Levi’s non sarà più solo quella dei jeans
A un certo punto la compravano soprattutto uomini di mezza età, poi ha saputo rilanciarsi
Levi’s è probabilmente il marchio di jeans più famoso e riconoscibile al mondo: nato come simbolo di indipendenza e trasgressione, negli anni è diventato un grande classico dell’abbigliamento casual (cioè informale). Ora ha in programma di espandersi: la dirigenza dell’azienda ha detto che nei prossimi cinque anni la trasformerà in un gruppo che investirà in altri settori di abbigliamento, acquisendo marchi che non vendono solo denim (cioè il tessuto con cui sono fatti comunemente i jeans, che sono invece un particolare tipo di pantaloni inventati proprio dal fondatore di Levi’s).
A inizio giugno, nonostante il momento di incertezza economica internazionale, l’amministratore delegato di Levi’s Chip Bergh ha presentato agli investitori un piano di crescita molto ambizioso, con un obiettivo di 10 miliardi di dollari di vendite entro il 2027 (nel 2021 erano 5,8). Ha detto di voler trasformare Levi’s in un gruppo che gestisce molti altri marchi, pur continuando a lavorare sulla notorietà di quello originale, e che aprirà centinaia di nuovi negozi in tutto il mondo.
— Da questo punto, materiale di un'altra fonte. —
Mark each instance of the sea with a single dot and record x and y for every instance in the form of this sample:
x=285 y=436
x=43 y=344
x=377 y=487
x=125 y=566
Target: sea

La storia di Levi’s iniziò nel 1853 con la fondazione dell’azienda da parte di Levi Strauss, immigrato tedesco negli Stati Uniti. Il fatturato raggiunse il picco nel 1996, con oltre 7 miliardi di dollari di allora, ma all’inizio degli anni Duemila la crescita si fermò e le vendite si stabilizzarono. Nel 2011 Chip Bergh diventò amministratore delegato dell’azienda e poco dopo la crescita riprese, soprattutto grazie alla scelta di rivenditori di alto livello e di collaborazioni con marchi di lusso, come per esempio Miu Miu, il marchio del gruppo italiano Prada.
Fino a qualche anno fa compravano jeans Levi’s soprattutto uomini che erano adolescenti negli anni ’80 e ’90. Bergh ha cercato di invertire la rotta puntando sui jeans da donna e in dieci anni, dal 2011 al 2021, è riuscito ad aumentarne i ricavi netti dal 26 al 33 per cento. Intervistato dal sito di moda Business of Fashion ha detto che non c’è motivo per cui le vendite da donna e da uomo non dovrebbero avere la stessa percentuale.
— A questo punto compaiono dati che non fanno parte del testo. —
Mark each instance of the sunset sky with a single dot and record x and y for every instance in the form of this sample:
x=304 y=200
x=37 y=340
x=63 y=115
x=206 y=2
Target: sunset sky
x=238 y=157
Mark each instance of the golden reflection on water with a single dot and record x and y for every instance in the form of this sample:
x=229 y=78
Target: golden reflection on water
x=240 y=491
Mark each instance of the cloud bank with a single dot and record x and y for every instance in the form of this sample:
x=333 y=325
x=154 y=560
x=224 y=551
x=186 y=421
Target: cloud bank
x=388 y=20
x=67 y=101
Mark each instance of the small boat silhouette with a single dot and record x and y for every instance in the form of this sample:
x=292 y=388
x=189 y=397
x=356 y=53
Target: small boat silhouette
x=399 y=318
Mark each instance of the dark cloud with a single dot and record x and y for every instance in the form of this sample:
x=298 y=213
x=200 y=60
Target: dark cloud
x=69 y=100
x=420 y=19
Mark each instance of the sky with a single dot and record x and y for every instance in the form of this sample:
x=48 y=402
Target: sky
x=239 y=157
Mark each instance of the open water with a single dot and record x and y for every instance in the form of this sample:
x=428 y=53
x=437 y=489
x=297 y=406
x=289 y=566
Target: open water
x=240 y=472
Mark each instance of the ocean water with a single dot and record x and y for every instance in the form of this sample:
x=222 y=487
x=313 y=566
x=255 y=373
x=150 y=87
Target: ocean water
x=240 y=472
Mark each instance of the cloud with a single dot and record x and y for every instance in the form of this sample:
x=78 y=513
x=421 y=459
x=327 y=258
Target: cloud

Una delle decisioni più azzeccate di Levi’s è stata mantenere sempre i prezzi dei jeans abbastanza contenuti da restare competitivi sia rispetto ai modelli molto più costosi dei marchi di lusso, sia rispetto a quelli dei marchi economici, che costano solo poco di meno ma non hanno la storia e la qualità dei Levi’s.
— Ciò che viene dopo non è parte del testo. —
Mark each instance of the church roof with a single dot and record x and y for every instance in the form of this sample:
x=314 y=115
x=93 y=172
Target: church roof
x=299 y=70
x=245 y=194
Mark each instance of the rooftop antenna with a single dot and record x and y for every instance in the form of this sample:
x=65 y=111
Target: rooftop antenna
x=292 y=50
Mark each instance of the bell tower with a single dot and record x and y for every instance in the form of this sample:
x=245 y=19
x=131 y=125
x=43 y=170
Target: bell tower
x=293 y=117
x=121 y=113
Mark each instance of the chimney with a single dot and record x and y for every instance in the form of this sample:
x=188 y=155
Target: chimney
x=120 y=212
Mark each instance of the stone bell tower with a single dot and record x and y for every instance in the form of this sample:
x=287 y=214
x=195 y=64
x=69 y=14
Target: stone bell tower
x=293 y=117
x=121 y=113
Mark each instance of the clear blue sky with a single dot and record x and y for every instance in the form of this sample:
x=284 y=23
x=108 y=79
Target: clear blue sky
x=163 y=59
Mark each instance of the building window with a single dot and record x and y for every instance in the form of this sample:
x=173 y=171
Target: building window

La strategia di acquisire nuovi marchi indica la volontà di intervenire in modo molto più radicale. Levi’s possiede già un altro marchio di abbigliamento casual da uomo, Dockers (fondato nel 1986), e lo scorso agosto aveva acquisito Beyond Yoga, un marchio di abbigliamento sportivo, per 400 milioni di dollari. Harmit Singh, direttore finanziario di Levi’s, ha detto che comprerà altre aziende della stessa dimensione o poco più grandi per farle crescere rapidamente, una strategia simile a quella dei grandi gruppi del lusso, come LVMH (che controlla tra gli altri Louis Vuitton, Christian Dior, Bulgari, Fendi e Celine) o Kering (che possiede per esempio Gucci, Yves Saint Laurent, Balenciaga e Bottega Veneta). L’interesse è rivolto soprattutto verso marchi che producano magliette, abbigliamento da donna, scarpe, giacche e cappotti.
Tra l’altro il marchio Levi’s era riuscito ad avere successo non solo con il denim nel 2018, quando le sue t-shirt tinta unita con il marchio stampato grande sul petto avevano avuto un picco di diffusione e visibilità.
Un altro obiettivo dell’azienda per i prossimi anni è di aumentare le vendite fatte attraverso l’e-commerce e i negozi del marchio, senza intermediari. Oggi questi canali coprono circa il 36 per cento di tutte le vendite, ma l’obiettivo è arrivare al 55. Per farlo verranno aperti centinaia di nuovi negozi mediamente più piccoli di quelli che ci sono già: un centinaio saranno negli Stati Uniti e gli altri nel resto del mondo.
La strategia generale è di competere con aziende molto più grosse, come per esempio Gap, che ha un fatturato annuale di 16 miliardi di dollari e che, oltre all’omonimo marchio, possiede anche Banana Republic, Old Navy, Intermix, Athleta e Janie and Jack.